Just after our wedding, minutes after Bex and I said I do, Uncle Mike came up to me shaking his head, looking so disappointed. “You had once chance to work ‘obey’ into the vows.” If only I had listened to him. Life would have been a lot easier if I had. Bex and I used to look lovingly into each other’s eyes and ask, “How could it be this easy?”. Then the honeymoon ended.
People always tell us that marriage is hard, parenting is hard, and they both take a lot of work. I mean, I agree with the hard work part. Bex has to do the dishes. Then she does our laundry. But not before she changes the baby’s diaper. And me, well, making that sandwich took a lot of effort too. I think I’ll just ask Bex to do it next time. My point is, that we shouldn’t take this journey so seriously that we forget to have fun together. That goes for all you IncrediCouples out there. Let yourselves have a little fun every day and thank me later. I like to think of it as the married peoples’ version of “Treat yo self”.
Between the laughs, we try to communicate as best we can. Communication is just another gizmo on The InrediDad’s trusty utility belt. Never leave the cave without it. We both firmly believe that communication is like car maintenance. If you do it regularly, you can catch problems before they become one. Regularly talk to each other about feelings, finances, and family.
When it comes to feelings; if my wife is unhappy, then I’m unhappy. And you wouldn’t like me when I’m angry. That’s when things start to get a little heated and communication shuts down between us. Still, it’s important to be consistently honest and open about your feelings. The same thing goes for talking about our fears. When we are able to bring them out into the open and talk about them, it stops them from strangling us.
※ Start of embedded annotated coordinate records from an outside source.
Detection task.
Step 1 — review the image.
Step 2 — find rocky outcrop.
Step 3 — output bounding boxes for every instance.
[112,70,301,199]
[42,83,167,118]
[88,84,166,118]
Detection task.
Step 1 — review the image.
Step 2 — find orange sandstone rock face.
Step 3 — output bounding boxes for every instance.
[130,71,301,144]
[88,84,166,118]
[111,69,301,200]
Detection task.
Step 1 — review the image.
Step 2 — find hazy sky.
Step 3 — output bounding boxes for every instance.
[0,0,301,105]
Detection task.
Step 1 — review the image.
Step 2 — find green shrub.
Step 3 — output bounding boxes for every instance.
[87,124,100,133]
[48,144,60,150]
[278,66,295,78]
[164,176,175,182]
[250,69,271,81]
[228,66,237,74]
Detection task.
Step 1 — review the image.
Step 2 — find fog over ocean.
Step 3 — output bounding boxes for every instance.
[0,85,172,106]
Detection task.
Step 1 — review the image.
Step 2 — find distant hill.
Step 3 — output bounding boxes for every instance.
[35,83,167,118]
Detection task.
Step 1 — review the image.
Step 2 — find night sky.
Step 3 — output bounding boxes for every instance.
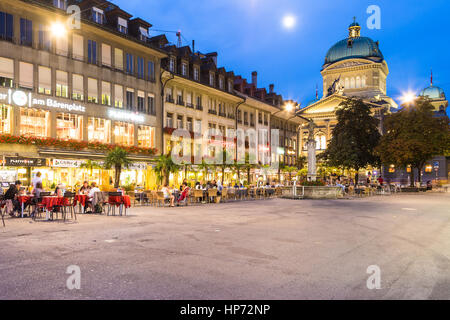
[113,0,450,113]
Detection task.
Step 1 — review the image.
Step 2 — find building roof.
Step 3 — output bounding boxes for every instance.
[419,85,445,99]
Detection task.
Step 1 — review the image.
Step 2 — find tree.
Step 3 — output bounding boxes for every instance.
[155,154,180,185]
[80,160,101,179]
[104,147,131,188]
[376,98,450,186]
[321,98,381,183]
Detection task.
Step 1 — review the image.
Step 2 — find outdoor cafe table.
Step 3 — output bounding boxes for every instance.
[73,194,87,211]
[42,197,69,220]
[17,196,33,218]
[108,196,131,215]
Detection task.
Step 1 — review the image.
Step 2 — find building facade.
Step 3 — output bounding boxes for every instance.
[0,0,166,187]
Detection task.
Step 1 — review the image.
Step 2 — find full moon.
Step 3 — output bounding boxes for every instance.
[283,15,296,29]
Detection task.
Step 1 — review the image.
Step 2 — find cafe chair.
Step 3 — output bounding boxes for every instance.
[61,192,77,222]
[208,189,217,203]
[107,192,122,216]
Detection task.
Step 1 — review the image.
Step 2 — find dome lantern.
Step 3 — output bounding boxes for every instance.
[348,17,361,39]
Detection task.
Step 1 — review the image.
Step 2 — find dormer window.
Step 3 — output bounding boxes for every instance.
[92,7,104,24]
[194,68,199,81]
[117,17,128,34]
[53,0,67,10]
[139,27,148,41]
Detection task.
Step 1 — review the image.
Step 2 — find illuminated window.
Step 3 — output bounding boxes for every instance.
[114,121,134,146]
[56,70,69,98]
[38,66,52,95]
[102,81,111,106]
[20,108,50,137]
[138,126,155,148]
[56,113,83,140]
[72,74,84,101]
[88,78,98,103]
[114,84,123,109]
[0,105,12,134]
[88,117,111,143]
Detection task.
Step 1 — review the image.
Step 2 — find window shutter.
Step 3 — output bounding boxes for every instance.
[56,70,69,86]
[114,48,123,70]
[19,62,33,89]
[102,43,111,66]
[88,78,98,97]
[0,57,14,79]
[39,67,52,89]
[72,34,84,60]
[72,74,84,95]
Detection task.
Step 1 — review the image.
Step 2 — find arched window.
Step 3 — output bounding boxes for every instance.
[356,76,361,88]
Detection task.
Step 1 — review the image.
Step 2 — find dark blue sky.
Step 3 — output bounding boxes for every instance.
[113,0,450,109]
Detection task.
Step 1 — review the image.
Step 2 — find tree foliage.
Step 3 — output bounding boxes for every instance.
[376,98,450,185]
[104,147,131,188]
[321,99,381,178]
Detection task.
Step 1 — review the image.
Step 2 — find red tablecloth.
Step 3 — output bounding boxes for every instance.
[73,194,87,207]
[108,196,131,208]
[17,196,33,204]
[42,197,69,210]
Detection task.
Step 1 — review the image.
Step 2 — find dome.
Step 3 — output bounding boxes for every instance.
[325,37,384,64]
[419,86,445,99]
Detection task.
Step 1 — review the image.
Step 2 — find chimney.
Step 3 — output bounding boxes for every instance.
[269,84,275,94]
[252,71,258,88]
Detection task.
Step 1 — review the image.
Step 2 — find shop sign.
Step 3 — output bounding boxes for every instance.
[5,157,45,167]
[52,159,85,168]
[108,110,145,123]
[0,89,86,112]
[128,162,147,170]
[0,170,17,183]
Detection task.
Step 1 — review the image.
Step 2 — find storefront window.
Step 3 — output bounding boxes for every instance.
[20,108,50,137]
[56,113,83,140]
[88,118,111,143]
[114,121,134,146]
[0,105,11,134]
[138,126,155,148]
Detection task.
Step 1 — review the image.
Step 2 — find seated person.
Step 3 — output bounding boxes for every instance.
[4,180,22,216]
[177,182,191,203]
[161,184,175,207]
[80,181,91,194]
[85,182,101,212]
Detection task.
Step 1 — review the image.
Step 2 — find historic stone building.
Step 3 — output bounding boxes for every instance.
[300,22,398,155]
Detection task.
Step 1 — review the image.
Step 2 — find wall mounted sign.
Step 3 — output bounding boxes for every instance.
[52,159,86,168]
[0,89,86,112]
[5,157,46,167]
[108,110,145,123]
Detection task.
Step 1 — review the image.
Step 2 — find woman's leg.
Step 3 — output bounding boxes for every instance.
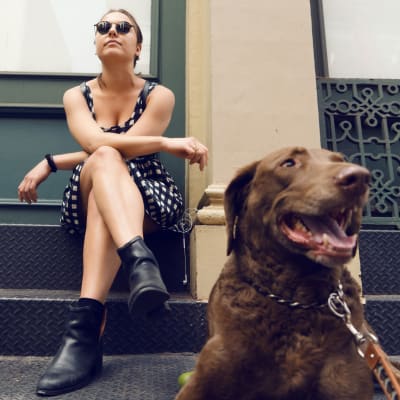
[37,148,164,396]
[80,147,169,315]
[80,147,144,248]
[81,193,121,304]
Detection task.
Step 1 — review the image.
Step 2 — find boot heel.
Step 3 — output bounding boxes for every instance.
[128,287,170,316]
[36,304,106,396]
[118,236,169,317]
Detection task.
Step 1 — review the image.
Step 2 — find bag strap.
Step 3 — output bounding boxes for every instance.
[364,342,400,400]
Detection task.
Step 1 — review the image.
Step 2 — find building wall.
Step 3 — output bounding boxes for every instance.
[186,0,359,299]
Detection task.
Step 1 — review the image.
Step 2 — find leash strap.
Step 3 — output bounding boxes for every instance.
[364,342,400,400]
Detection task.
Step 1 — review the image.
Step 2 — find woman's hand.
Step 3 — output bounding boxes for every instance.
[18,160,51,204]
[165,137,208,171]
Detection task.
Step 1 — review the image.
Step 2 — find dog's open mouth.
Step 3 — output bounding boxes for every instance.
[280,209,359,259]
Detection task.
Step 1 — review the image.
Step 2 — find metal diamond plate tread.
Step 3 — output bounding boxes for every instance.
[0,354,385,400]
[0,225,189,292]
[0,354,196,400]
[0,290,207,356]
[365,295,400,354]
[359,230,400,294]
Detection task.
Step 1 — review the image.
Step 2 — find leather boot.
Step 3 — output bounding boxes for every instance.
[118,236,169,316]
[36,303,106,396]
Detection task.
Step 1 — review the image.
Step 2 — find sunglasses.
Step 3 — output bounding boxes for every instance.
[94,21,133,35]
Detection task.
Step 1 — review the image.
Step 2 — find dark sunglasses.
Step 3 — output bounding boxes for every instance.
[94,21,133,35]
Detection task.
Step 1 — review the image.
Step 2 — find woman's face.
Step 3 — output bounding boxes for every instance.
[95,12,142,63]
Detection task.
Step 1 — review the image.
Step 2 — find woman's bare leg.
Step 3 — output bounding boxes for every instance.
[81,148,162,303]
[81,194,121,304]
[80,147,144,247]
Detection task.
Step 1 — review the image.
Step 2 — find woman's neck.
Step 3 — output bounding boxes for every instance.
[98,65,139,92]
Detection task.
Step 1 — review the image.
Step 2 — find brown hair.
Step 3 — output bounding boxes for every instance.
[101,8,143,67]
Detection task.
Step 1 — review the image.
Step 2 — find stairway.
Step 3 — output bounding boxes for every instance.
[0,225,400,400]
[0,225,206,400]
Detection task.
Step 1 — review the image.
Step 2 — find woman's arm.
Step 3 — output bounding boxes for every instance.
[18,151,88,204]
[64,87,207,169]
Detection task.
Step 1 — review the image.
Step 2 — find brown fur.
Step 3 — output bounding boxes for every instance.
[176,148,373,400]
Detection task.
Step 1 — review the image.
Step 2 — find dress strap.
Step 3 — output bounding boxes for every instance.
[79,82,96,119]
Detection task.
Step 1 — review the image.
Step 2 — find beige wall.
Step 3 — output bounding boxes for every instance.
[187,0,360,299]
It’s also a whole lot easier to argue about money than it is to come up with a plan and stick to it, but it has to be done. For us, it’s taken a lot of discussions, many times painful, to get on the same page. There’s never an easy answer and because of that, we work at it every day.
Finally, most of our conversations naturally circle back to the kid. Sometimes it feels like we have nothing else in common but that’s not true. Boy Wonder is naturally at the front of our minds. We usually have to push, prod, and dig deeper to get in touch with our adult selves, the ones who existed before parenthood. Once we touch base and see how the other one is doing emotionally, physically, careerwise, etc., (that’s usually about a five minute conversation), it’s right back to binkies, bottles, and day care.
For Bex and I, marriage isn’t hard, it’s what we make of it. So far, we’ve made quite a few memories that will be with me for a lifetime. I know I can speak for her when I say that Bex couldn’t have asked for a better sidekick.